L’exemple le plus concret cité : un projet GLOOMY EYES en location-based VR, annoncé comme financé, avec un objectif de débit “100 personnes par heure” et une livraison évoquée autour de mars 2027. Antoine Cayrol y voit une première brique tangible de la stratégie entertainment en LBE.
Le studio observe aussi la stabilisation d’un réseau de lieux pour des expositions immersives “sans casque”, après une phase de consolidation. Antoine Cayrol cite des sites capables d’atteindre des volumes importants, évoquant par exemple des lieux à “un million de visiteurs par an”. Il y voit un médium encore “survolé” dans ses possibilités narratives, et un terrain où des formats peuvent devenir plus reproductibles. C’est déjà le cas avec l’exemple de LA PETITE SOURIS… de Nicolas Bourniquel et Floriane Cortes, un projet de réalité virtuelle présenté à Venise Immersive 2025 et depuis adapté pour les salles mapping avec l’aide du Kunstkraftwerk Leipzig.
Sur la question des licences, le discours reste pragmatique : plus l’IP est “grosse”, plus la décision est complexe sur un marché encore restreint.
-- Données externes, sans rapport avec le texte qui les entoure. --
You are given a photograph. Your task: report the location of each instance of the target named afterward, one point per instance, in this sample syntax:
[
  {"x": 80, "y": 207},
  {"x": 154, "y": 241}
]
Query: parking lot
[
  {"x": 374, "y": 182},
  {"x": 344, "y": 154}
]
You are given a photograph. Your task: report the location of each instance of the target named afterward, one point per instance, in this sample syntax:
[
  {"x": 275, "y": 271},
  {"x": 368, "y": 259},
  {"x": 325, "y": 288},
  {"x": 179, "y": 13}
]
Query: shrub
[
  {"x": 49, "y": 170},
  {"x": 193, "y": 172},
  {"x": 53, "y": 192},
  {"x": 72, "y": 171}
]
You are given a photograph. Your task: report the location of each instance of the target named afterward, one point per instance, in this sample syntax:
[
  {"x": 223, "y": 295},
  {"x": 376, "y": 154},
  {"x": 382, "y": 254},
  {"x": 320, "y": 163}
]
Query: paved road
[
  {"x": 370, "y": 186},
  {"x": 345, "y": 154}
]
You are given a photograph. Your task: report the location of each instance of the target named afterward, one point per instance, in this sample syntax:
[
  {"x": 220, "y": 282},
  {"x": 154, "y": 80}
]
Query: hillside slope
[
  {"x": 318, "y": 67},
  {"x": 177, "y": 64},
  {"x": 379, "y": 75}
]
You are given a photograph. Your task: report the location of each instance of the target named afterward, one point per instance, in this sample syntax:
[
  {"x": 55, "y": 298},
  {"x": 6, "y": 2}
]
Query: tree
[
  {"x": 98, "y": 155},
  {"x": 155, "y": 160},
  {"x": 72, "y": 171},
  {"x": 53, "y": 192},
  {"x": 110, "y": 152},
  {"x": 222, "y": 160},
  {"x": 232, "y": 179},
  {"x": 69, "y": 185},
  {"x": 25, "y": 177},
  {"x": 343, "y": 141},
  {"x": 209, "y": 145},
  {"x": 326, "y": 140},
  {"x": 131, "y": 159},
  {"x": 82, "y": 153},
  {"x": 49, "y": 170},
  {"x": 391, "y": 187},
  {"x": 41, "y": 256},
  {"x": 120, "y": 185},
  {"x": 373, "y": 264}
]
Antoine Cayrol résume : même avec des business plans “établis”, le location-based VR reste difficile à vendre à des majors si les revenus projetés demeurent faibles à leur échelle. Il souligne toutefois qu’avec la levée, Atlas V peut désormais “payer des options” et envoyer un signal de crédibilité dans les négociations.
L’évolution d’Atlas V se lit comme une tentative de concilier deux exigences souvent antagonistes dans l’immersif : préserver une ambition éditoriale (et une position acquise sur le narratif XR), tout en acceptant la réalité actuelle des usages, des volumes et des revenus. “On n’arrête pas (…) on diversifie”, insiste Antoine Cayrol, refusant l’idée d’un pivot opportuniste : le studio veut rester identifiable, mais sur des terrains où l’audience existe déjà – et où la distribution, qu’elle soit digitale ou physique, permet d’envisager une exploitation plus régulière.